Low testosterone levels may also correlate directly with degree of bone mineral density loss [ 48 ]. In fact, male patients with anorexia nervosa seem to have worse degrees of low bone density compared with female anorexia nervosa patients [ 49 ].
Anorexia nervosa should be considered in the differential for unexplained bradycardia in the outpatient setting [ 50 ]. In addition, resting tachycardia is highly unusual and may be indicative of a superimposed infection or other complication [ 51 ].
Heightened vagal tone has been suggested as the cause of bradycardia in the setting of anorexia nervosa [ 52 ]. Low blood pressure and heart rate universally increase to normal levels after refeeding and restoration of normal weight [ 53 ].
Structural abnormalities, including pericardial effusion and decreased left ventricular size are also commonplace in the setting of anorexia nervosa. Factors which may correlate with pericardial effusion in this patient population include low BMI, rapid weight loss, low T 3 levels, and IGF-1 levels [ 57 Le Patient Est Isole - Anorexia Nervosa (2) & Dornenreich - Anorexia Nervosa (CDr).
Most patients show resolution of the effusion after weight restoration without further intervention necessary; however, there are case reports of cardiac tamponade and the rare need for urgent pericardiocentesis for prevention thereof [ 5859 ].
Multiple studies of patients with anorexia nervosa have revealed findings of decreased left ventricular mass, left ventricular index, cardiac output, and left ventricular diastolic and systolic dimensions [ 56 ]. To identify family interaction patterns D.
To initiate a refeeding program. Nurse Donald is planning a psychoeducational discussion for a group of adolescent clients with anorexia nervosa. Which of the following topics would Nurse Donald select to enhance understanding about central issues in this disorder?
Peer pressure and substance abuse B. Self-esteem and self-control C. Anger management D. Parental expectations. Nurse Eugenia understands that her client Michelle who is bulimic feels shame and guilt over binge eating and purging. Your healthcare provider will ask you about your medical history. He or she will give you a physical exam. Your healthcare provider may advise psychological testing.
Talking with family members and other concerned adults can also help. Treatment for anorexia can depend on your age, overall health, medical history, symptoms, and other factors.

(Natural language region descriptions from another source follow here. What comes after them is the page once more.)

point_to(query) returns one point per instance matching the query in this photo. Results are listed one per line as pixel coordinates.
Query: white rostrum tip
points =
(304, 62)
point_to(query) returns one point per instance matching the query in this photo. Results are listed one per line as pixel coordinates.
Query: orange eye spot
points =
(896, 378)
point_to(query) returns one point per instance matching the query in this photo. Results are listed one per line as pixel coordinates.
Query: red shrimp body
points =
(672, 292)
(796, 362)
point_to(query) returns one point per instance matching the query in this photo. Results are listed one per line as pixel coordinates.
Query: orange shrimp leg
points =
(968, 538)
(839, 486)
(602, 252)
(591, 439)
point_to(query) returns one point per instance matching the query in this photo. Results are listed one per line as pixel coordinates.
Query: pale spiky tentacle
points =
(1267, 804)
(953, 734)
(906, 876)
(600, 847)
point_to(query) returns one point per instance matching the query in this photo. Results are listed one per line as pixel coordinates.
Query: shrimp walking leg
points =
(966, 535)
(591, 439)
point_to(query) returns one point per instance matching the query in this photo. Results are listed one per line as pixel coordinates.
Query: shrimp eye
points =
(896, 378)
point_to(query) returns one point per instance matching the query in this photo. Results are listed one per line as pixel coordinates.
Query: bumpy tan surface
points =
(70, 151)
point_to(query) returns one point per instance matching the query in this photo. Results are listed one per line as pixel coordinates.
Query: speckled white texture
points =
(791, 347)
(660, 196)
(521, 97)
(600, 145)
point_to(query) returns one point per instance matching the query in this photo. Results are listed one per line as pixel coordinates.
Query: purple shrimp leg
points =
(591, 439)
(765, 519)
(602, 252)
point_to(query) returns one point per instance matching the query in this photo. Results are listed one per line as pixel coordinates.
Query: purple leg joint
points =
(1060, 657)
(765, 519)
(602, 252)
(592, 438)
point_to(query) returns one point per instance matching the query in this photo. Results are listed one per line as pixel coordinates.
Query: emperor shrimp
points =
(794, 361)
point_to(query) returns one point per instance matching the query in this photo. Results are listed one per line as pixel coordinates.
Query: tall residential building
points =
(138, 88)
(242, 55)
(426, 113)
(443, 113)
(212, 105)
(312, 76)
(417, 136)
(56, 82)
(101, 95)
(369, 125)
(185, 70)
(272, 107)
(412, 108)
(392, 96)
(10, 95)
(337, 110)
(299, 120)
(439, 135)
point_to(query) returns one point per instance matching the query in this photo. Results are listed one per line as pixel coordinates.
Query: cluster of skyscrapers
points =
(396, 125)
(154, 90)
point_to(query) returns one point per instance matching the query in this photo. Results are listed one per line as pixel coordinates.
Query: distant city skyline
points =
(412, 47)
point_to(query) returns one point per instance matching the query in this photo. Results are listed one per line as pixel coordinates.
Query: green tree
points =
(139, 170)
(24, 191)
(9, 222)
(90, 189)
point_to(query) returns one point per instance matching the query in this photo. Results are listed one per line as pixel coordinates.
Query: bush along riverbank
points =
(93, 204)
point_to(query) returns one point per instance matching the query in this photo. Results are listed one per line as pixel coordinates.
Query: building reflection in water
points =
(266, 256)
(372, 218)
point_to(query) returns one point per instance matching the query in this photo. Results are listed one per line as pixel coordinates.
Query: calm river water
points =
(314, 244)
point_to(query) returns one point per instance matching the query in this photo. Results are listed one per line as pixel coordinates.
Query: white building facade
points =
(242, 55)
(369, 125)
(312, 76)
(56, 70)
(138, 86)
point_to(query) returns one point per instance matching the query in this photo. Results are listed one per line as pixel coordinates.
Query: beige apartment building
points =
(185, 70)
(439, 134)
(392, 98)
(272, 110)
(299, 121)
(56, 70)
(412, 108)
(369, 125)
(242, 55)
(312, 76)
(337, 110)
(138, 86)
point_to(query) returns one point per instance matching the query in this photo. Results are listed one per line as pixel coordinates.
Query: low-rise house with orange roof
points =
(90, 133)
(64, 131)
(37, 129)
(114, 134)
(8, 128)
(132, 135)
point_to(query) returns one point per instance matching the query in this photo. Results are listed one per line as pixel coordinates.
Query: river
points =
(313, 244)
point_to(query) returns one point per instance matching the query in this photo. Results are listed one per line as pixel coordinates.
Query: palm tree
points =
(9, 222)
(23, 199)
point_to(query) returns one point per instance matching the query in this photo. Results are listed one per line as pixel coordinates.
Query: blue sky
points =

Urgent medical care may be needed for physical problems. Nutrition counseling can help you learn how to make healthy Le Patient Est Isole - Anorexia Nervosa (2) & Dornenreich - Anorexia Nervosa (CDr) choices. It can also help bring you back to a healthy weight. Therapy can help you learn how to deal with emotions.
It can also help you improve your coping skills and adopt healthy habits. Therapy can be done one-on-one, with your family, or with a group. Some medicines can also help to treat mental health problems such as depression and anxiety. Experts don't know how to prevent anorexia nervosa. It may help if family members have healthy attitudes and actions around weight, food, exercise, and appearance. Adults can help children and teens build self-esteem in various ways.
This includes academics, hobbies, and volunteer work. Focus on activities that aren't related to the way a person looks.